My son just returned from a trip to Iceland with one of his best friends.

While he was there, he hiked all over, took in the nightlife in the capital city – it never really got dark, so it wasn’t technically nightlife – and he sent us pictures with captions like “most beautiful scenery I’ve ever seen.” 

When he got back, we schmoozed about the trip and he told us that when he and his friend were sitting in a restaurant, they looked around and had the following perception:

That they were the shortest, most plain-looking people in the restaurant.  Apparently the restaurant they were in drew a lot of native Icelanders.  According to my son, they were all well above 6 feet tall and looked like models for Nordic track. 

Whether or not he realized it at the time, he created an interesting modern version of the Torah’s story of the twelve scouts, which we read this morning.

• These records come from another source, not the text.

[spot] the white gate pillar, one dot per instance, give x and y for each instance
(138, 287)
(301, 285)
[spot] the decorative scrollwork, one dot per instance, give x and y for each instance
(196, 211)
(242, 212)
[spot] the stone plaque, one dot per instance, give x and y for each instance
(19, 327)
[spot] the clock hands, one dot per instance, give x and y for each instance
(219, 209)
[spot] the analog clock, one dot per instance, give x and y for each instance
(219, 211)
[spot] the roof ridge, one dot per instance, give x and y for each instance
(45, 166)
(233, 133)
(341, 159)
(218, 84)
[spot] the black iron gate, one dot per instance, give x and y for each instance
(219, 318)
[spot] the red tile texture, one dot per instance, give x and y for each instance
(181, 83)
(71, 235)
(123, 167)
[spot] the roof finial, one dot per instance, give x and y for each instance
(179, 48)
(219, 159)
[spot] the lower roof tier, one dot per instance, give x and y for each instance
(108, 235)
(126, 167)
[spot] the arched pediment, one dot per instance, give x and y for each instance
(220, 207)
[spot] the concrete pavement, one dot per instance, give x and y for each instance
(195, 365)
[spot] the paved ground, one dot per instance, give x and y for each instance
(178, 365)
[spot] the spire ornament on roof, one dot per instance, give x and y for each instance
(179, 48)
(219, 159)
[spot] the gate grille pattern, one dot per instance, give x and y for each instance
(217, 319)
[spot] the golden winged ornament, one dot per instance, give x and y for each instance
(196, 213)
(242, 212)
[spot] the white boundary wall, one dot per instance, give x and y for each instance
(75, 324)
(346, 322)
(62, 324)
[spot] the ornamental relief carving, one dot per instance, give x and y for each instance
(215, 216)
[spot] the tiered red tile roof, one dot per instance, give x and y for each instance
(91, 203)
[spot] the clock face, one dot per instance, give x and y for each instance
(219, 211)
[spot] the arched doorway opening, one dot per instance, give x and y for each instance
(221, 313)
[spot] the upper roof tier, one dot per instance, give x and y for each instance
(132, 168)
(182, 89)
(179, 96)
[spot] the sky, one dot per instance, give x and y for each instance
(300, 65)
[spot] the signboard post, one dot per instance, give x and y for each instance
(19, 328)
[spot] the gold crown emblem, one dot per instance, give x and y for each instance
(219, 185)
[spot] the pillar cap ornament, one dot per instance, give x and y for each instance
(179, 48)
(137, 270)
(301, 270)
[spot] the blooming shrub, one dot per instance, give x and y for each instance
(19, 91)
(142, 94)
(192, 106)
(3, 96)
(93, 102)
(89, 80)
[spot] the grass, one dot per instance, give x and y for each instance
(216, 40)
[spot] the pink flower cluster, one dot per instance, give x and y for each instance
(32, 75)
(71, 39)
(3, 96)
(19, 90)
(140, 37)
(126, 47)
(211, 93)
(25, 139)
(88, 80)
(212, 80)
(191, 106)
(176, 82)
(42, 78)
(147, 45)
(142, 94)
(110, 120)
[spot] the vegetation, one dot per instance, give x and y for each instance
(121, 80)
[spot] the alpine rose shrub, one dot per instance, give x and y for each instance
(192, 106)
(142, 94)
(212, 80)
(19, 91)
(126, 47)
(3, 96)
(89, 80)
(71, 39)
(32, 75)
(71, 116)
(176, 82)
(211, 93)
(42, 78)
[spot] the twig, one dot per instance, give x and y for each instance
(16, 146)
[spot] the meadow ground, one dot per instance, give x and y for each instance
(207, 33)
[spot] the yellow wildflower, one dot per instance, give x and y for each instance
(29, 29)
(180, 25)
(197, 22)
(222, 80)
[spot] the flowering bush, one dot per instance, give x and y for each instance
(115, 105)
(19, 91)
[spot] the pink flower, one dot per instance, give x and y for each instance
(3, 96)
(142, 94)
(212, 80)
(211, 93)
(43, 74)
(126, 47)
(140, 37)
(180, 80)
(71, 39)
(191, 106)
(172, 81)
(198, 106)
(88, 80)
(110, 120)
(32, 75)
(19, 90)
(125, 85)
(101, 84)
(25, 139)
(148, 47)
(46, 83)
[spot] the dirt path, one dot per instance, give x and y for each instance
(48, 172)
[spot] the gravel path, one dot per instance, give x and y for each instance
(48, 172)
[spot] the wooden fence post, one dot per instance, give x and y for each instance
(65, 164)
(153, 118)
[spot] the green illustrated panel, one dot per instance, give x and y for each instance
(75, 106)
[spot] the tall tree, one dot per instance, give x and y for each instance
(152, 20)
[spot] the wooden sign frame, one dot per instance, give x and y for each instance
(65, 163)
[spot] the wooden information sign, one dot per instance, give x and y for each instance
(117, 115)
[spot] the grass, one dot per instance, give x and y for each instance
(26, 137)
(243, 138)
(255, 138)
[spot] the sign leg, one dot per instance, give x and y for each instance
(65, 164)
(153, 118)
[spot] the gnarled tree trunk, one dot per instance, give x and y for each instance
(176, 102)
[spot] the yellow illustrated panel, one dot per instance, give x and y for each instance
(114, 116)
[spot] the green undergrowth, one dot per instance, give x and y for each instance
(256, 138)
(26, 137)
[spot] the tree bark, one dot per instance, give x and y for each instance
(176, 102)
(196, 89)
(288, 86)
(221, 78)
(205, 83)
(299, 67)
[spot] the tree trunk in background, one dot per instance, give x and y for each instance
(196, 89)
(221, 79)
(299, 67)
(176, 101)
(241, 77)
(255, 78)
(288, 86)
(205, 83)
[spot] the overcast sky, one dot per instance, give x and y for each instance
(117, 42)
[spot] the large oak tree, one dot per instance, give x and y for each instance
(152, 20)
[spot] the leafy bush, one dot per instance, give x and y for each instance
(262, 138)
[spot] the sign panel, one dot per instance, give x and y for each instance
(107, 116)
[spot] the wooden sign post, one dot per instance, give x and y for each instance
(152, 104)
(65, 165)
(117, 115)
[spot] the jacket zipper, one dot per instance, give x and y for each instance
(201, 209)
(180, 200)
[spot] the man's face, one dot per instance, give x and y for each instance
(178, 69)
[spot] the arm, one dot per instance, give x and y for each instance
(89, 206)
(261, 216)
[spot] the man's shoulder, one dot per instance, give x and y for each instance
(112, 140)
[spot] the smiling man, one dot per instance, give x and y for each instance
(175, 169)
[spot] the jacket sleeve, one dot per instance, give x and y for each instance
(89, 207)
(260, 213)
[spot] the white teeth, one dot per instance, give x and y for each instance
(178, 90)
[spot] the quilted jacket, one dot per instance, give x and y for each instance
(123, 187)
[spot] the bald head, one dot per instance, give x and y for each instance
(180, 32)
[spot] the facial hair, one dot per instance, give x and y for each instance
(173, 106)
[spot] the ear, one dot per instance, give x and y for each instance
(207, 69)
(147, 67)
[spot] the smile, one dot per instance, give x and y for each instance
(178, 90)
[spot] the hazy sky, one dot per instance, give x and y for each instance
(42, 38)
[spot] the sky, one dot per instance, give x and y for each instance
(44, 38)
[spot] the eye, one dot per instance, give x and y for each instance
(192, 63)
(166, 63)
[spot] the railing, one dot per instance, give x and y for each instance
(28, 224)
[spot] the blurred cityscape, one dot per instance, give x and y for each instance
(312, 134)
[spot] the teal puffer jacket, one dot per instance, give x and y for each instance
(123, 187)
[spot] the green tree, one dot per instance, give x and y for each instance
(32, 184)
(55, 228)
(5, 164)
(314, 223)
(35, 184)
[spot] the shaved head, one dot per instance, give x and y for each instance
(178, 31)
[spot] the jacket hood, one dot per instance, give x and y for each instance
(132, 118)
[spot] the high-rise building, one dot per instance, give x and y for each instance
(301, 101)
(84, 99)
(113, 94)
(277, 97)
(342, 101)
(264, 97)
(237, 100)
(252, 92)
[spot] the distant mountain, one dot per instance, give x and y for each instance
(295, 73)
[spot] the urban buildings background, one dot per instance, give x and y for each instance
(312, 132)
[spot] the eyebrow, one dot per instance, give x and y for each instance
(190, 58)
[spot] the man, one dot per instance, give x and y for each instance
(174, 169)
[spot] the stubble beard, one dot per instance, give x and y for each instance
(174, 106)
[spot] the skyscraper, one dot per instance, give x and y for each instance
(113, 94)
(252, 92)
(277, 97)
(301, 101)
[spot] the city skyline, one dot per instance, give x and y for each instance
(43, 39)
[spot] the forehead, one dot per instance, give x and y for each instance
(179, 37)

The essential story is similar:  The land is beautiful beyond belief.  We, however, are inadequate.  The people are larger, stronger, nobler than we are.

My son and his friend felt this in a humorous way and I don’t think he was reflecting a deep sense of inadequacy.

But our ancestors who scouted out the land felt their inadequacy profoundly.  To be fair, they were not on a post-college jaunt.  They knew that they had to conquer this land, not just visit and take pictures, that their lives would be on the line.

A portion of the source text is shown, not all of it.